E a resposta, conforme o entendimento já antecipado por cinco dos 11 ministros, é negativa.

A Constituição, tão justamente criticada por seu excesso de minúcias, trata da Polícia Judiciária como a instituição competente para a investigação criminal. Ainda que carregada de viés incriminatório, a verdade é que a polícia não é o mesmo órgão acusador, o que a deixa mais distante do interesse de uma das partes e, pelo menos em termos ideais, mais próxima da verdade.
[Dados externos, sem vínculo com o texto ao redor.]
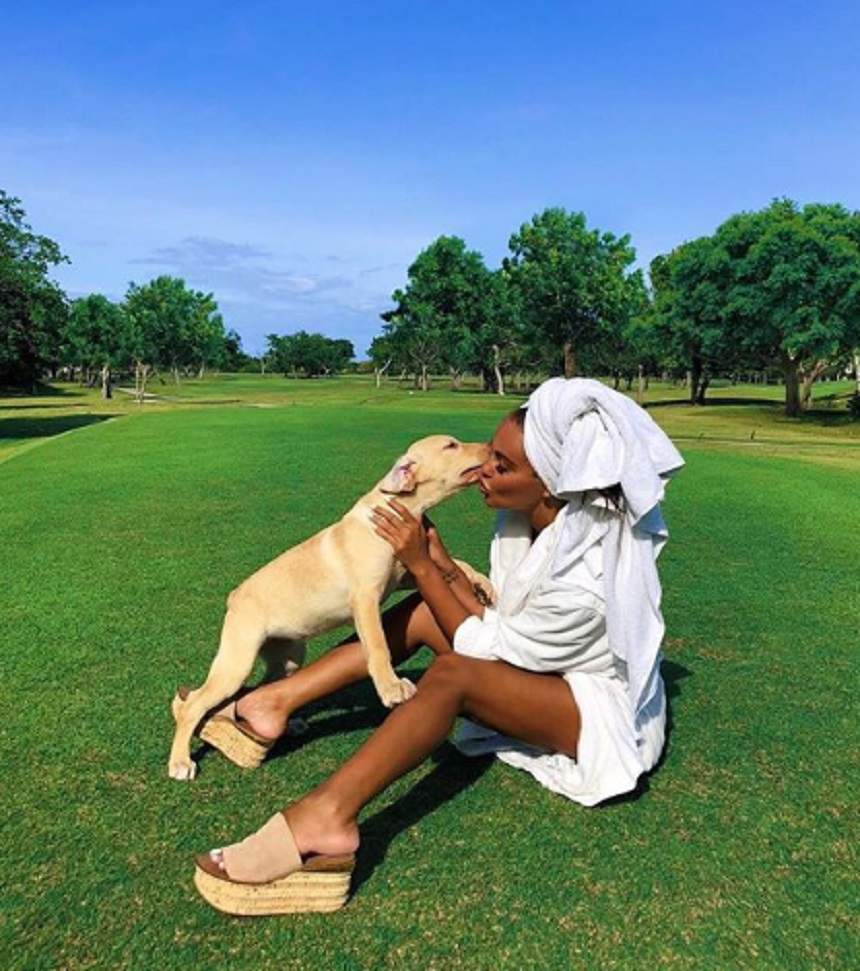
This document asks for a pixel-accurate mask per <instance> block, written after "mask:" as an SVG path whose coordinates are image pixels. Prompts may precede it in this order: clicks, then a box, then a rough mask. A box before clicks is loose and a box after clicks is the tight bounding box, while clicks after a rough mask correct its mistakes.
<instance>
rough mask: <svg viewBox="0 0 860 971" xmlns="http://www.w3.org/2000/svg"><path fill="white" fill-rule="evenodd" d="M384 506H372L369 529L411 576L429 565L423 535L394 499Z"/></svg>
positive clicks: (426, 531) (426, 538) (409, 514)
mask: <svg viewBox="0 0 860 971" xmlns="http://www.w3.org/2000/svg"><path fill="white" fill-rule="evenodd" d="M388 505H389V507H390V508H388V509H386V508H385V506H374V507H373V512H372V513H371V519H372V521H373V528H374V530H375V532H376V534H377V536H381V537H382V538H383V539H384V540H386V541H387V542H388V544H389V545H390V546H391V548H392V550H394V555H395V557H396V558H397V559H398V560H400V562H401V563H402V564H403V565H404V566H405V567H406V569H407V570H409V572H410V573H415V572H416V570H420V569H421V567H423V566H426V564H428V563H430V562H432V559H431V557H430V543H429V540H428V537H427V531H426V530H425V529H424V526H423V524H422V523H421V522H419V520H417V519H416V518H415V517H414V516H413V515H412V513H411V512H410V511H409V510H408V509H407V508H406V506H404V505H403V503H401V502H398V501H397V500H396V499H389V500H388Z"/></svg>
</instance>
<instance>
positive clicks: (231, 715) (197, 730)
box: [173, 688, 277, 769]
mask: <svg viewBox="0 0 860 971" xmlns="http://www.w3.org/2000/svg"><path fill="white" fill-rule="evenodd" d="M189 693H190V689H189V688H180V689H179V690H178V691H177V692H176V697H175V698H174V699H173V705H174V709H175V708H176V705H177V704H181V703H182V702H183V701H185V699H186V698H187V697H188V695H189ZM194 734H195V735H197V737H198V738H200V739H202V740H203V741H204V742H207V743H208V744H209V745H211V746H212V748H215V749H218V751H219V752H220V753H221V754H222V755H223V756H225V757H226V758H228V759H229V760H230V761H231V762H233V763H235V764H236V765H238V766H240V767H241V768H243V769H256V768H258V767H259V765H260V763H261V762H262V761H263V759H265V757H266V756H267V755H268V754H269V750H270V749H271V748H272V746H273V745H274V744H275V742H276V741H277V739H274V738H263V736H262V735H258V734H257V733H256V732H254V731H252V730H251V729H250V728H247V727H246V726H245V725H243V724H242V723H241V722H240V721H239V720H238V718H237V716H236V701H235V699H234V700H233V701H231V702H230V703H229V704H227V705H225V706H224V707H223V708H218V709H216V710H215V711H214V712H213V713H212V714H211V715H207V716H206V717H205V718H204V719H203V720H202V721H201V722H200V724H199V725H198V726H197V728H196V730H195V732H194Z"/></svg>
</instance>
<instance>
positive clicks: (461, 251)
mask: <svg viewBox="0 0 860 971" xmlns="http://www.w3.org/2000/svg"><path fill="white" fill-rule="evenodd" d="M407 275H408V283H407V285H406V287H405V289H403V290H400V289H398V290H395V291H394V293H393V294H392V297H391V299H392V301H393V302H394V303H395V304H396V307H395V308H394V309H393V310H389V311H386V312H385V313H383V314H382V315H381V316H382V319H383V320H384V321H386V324H387V326H386V327H385V328H384V333H385V336H386V338H387V339H388V341H389V343H388V347H389V349H390V350H392V351H393V353H394V354H395V355H397V356H399V357H400V358H401V359H402V360H403V362H404V363H405V364H406V365H407V366H408V367H411V368H412V370H413V371H414V372H415V375H416V383H418V384H419V385H420V387H421V388H422V390H424V391H426V390H427V389H428V387H429V384H428V373H429V371H430V368H431V367H433V366H434V365H436V364H440V365H442V366H444V367H446V368H447V369H448V371H449V372H450V373H451V379H452V383H453V384H454V386H455V387H456V386H457V385H458V384H459V379H460V376H461V375H462V373H463V371H465V370H466V369H467V368H469V367H472V366H475V364H476V363H478V365H479V366H480V361H481V358H482V357H483V356H484V355H482V353H481V342H480V340H479V334H480V328H481V325H482V322H483V321H484V319H485V316H486V311H487V300H488V299H489V297H490V289H491V274H490V271H489V270H488V269H487V268H486V266H484V260H483V257H482V256H481V254H480V253H478V252H476V251H475V250H467V249H466V244H465V242H464V241H463V240H462V239H460V238H459V237H458V236H440V237H439V238H438V239H436V240H434V241H433V242H432V243H431V244H430V245H429V246H427V247H426V248H425V249H423V250H422V251H421V252H420V253H419V254H418V256H417V257H416V258H415V261H414V262H413V263H412V265H411V266H410V267H409V269H408V271H407Z"/></svg>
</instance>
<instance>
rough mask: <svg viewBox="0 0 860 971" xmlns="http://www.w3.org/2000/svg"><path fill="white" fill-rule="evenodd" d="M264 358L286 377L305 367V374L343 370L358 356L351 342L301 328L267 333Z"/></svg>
mask: <svg viewBox="0 0 860 971" xmlns="http://www.w3.org/2000/svg"><path fill="white" fill-rule="evenodd" d="M266 342H267V349H266V354H265V358H266V360H267V362H268V365H269V366H270V367H271V368H273V369H274V370H276V371H281V372H283V374H284V377H286V376H287V375H288V374H290V373H292V375H293V376H294V377H295V376H297V372H298V371H303V372H304V374H305V376H306V377H309V378H310V377H318V376H320V375H328V374H333V373H335V372H337V371H342V370H343V369H344V368H346V366H347V365H348V364H349V362H350V361H351V360H352V359H353V357H355V349H354V348H353V346H352V342H351V341H348V340H344V339H332V338H331V337H326V336H325V335H324V334H316V333H313V334H309V333H308V332H307V331H305V330H300V331H298V332H297V333H295V334H286V335H278V334H267V335H266Z"/></svg>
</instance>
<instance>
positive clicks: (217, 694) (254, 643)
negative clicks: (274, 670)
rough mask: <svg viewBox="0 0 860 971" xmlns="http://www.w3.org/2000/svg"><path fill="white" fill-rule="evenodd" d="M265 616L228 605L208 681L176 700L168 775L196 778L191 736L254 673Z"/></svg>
mask: <svg viewBox="0 0 860 971" xmlns="http://www.w3.org/2000/svg"><path fill="white" fill-rule="evenodd" d="M265 636H266V632H265V630H264V627H263V623H262V618H260V617H259V615H258V612H257V611H256V609H253V608H251V607H249V606H247V605H243V606H239V607H234V608H231V609H228V611H227V615H226V617H225V618H224V626H223V627H222V629H221V643H220V646H219V647H218V653H217V654H216V655H215V659H214V660H213V661H212V666H211V667H210V668H209V674H208V675H207V677H206V680H205V681H204V683H203V684H202V685H201V686H200V687H199V688H197V689H196V690H195V691H192V692H191V693H190V694H189V695H188V697H187V698H186V699H185V701H184V702H182V703H180V704H176V703H175V702H174V707H173V716H174V718H175V719H176V733H175V734H174V736H173V746H172V748H171V750H170V762H169V764H168V768H167V771H168V775H169V776H170V777H171V778H172V779H193V778H194V776H195V773H196V770H197V766H196V764H195V763H194V762H193V761H192V759H191V736H192V735H193V733H194V729H195V728H196V726H197V724H198V723H199V722H200V720H201V719H202V718H203V716H204V715H205V714H206V712H207V711H210V710H211V709H212V708H216V707H217V706H218V705H219V704H221V702H222V701H224V700H225V699H226V698H229V697H230V695H233V694H235V693H236V692H237V691H238V690H239V688H241V687H242V684H243V683H244V681H245V679H246V678H247V677H248V675H249V674H250V673H251V668H253V666H254V659H255V658H256V657H257V653H258V652H259V650H260V646H261V645H262V643H263V641H264V640H265Z"/></svg>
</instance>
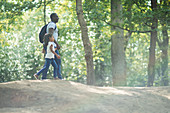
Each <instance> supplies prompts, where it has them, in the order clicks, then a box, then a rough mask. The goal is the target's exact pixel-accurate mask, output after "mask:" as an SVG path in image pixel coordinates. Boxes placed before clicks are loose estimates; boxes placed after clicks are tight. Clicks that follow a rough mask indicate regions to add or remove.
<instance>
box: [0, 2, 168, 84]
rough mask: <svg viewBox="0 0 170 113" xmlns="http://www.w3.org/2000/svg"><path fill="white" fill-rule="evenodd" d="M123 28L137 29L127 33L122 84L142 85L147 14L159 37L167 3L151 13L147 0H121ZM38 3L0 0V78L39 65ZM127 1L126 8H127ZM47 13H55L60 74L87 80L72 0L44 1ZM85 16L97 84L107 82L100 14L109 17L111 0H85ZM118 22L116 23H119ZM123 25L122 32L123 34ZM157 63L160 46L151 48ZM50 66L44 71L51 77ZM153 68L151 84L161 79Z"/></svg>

Suas investigações são feitas num procedimento chamado inquérito policial, regulamentado por uma lei, que é o Código do Processo Penal.

A regulamentação do inquérito, que exige que suas peças fiquem nos autos, sejam elas favoráveis ao interesse acusatório ou defensivo, dá condições para que seja avaliada a legalidade da atuação policial -cujo controle externo é atribuição constitucional do MP- e garantidos os direitos individuais. Já as investigações dos promotores e procuradores se dão à margem de qualquer normatização, sem regra nenhuma, dando espaço ao arbítrio e à sonegação das provas que não convierem à acusação.

A ordem constitucional vigente, contudo, reserva ampla gama de atuação ao MP nas investigações criminais, tão ampla que fica difícil entender a verdadeira razão de tanto empenho para as conduzir diretamente. O MP pode requisitar (leia-se “determinar”) a abertura de inquérito policial; pode indicar as diligências que quer ver realizadas; pode acompanhar, com a presença de seu representante, a realização dessas diligências; exerce o controle externo de toda a atividade policial. O que lhe falta?

Com tão vasta competência, bem se vê que, se a vontade do MP é investigar, ferramentas não lhe faltam, desde que o faça dentro da legalidade. Porém, se o que lhe interessa é exibir poder e exercê-lo arbitrariamente, à margem de qualquer regramento, como vem ocorrendo, é preciso mais.

E aí vem o argumento de que “quem pode o mais pode o menos”, ou seja, se pode o MP acusar em juízo, pode também investigar. Fosse assim e o juiz, por poder o mais, que é julgar, poderia também acusar, e acharíamos muito normal alguém ser julgado por seu próprio acusador, como nos tempos da Inquisição, aquela que se dizia santa. Lá um mesmo clérigo investigava, torturava, acusava e julgava -e ninguém diga que, para os objetivos visados, deixaram de ser excelentes os resultados…

Se queremos viver num Estado democrático de Direito sob o império da Constituição, o Ministério Público não deve conduzir investigações criminais.

Artigo transcrito da Seção Tendências / Debates da Folha de S.Paulo, com autorização do autor.